Both Ref and I have put Limb Saver recoil pads on our guns......makes a huge difference when hunting geese out of a lay down blind and not always getting the gun properly into your shoulder.That adds another 2" or so to the gun.


----------



## ShineRunner (Sep 11, 2002)

I load all my shotgun shells and I am always reading stuff about this subject. Somewhere I read that barrel length doesn't have very much to do with velocity or pattern anymore because of the new technology in components. If this is so then the length of barrel is a personal preference only. I will try to find the information about this I will post it. :beer:

I am using a 3" 20ga load that is great for pheasant. Well over 1300' per second and I get a 65% pattern at 35 yards using a 30" circle. I have a Benelli M-1 with 24" barrel.


----------



## Zeboy (Aug 21, 2003)

I just had to make a few comments on this one . . .
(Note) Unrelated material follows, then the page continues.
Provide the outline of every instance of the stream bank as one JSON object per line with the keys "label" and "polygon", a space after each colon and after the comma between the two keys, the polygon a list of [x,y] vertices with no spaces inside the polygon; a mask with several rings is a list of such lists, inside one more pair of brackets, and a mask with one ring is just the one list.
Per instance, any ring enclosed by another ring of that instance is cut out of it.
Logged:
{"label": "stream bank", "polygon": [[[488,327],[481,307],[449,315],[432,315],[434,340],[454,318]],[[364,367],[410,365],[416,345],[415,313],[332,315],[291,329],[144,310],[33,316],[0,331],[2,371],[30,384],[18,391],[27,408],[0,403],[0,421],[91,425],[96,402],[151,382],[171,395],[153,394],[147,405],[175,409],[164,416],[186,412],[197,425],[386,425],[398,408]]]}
For starters - You can't compare the barrel length of an automatic or even a pump with that of an O/U. The receiver length is completely different between an auto and an O/U.

My point is - If you take your Binelli MI with 24" barrels and put it next to any O/U with 28" barrels you will find tha the overall length of the two guns are very similar.

Yes - Barrel length is very much a personal preference. Try as many guns as you can get your hands on before you have to make the purchase. You may be suprised at what you decide.

In regards to O/U's - when I was young and naive I went out and bought a couple guns with 26" barrels because I thought they would be lighter and quicker . . . Bottom line is that they have both been replaced with those with 28" barrels. The swing is smoother, the balance is better, they are just as quick with very little difference in weight. The only thing that is lighter is my wallet because I wasn't happy with the guns I originaly purchased.

Good luck. Do your homework first.


----------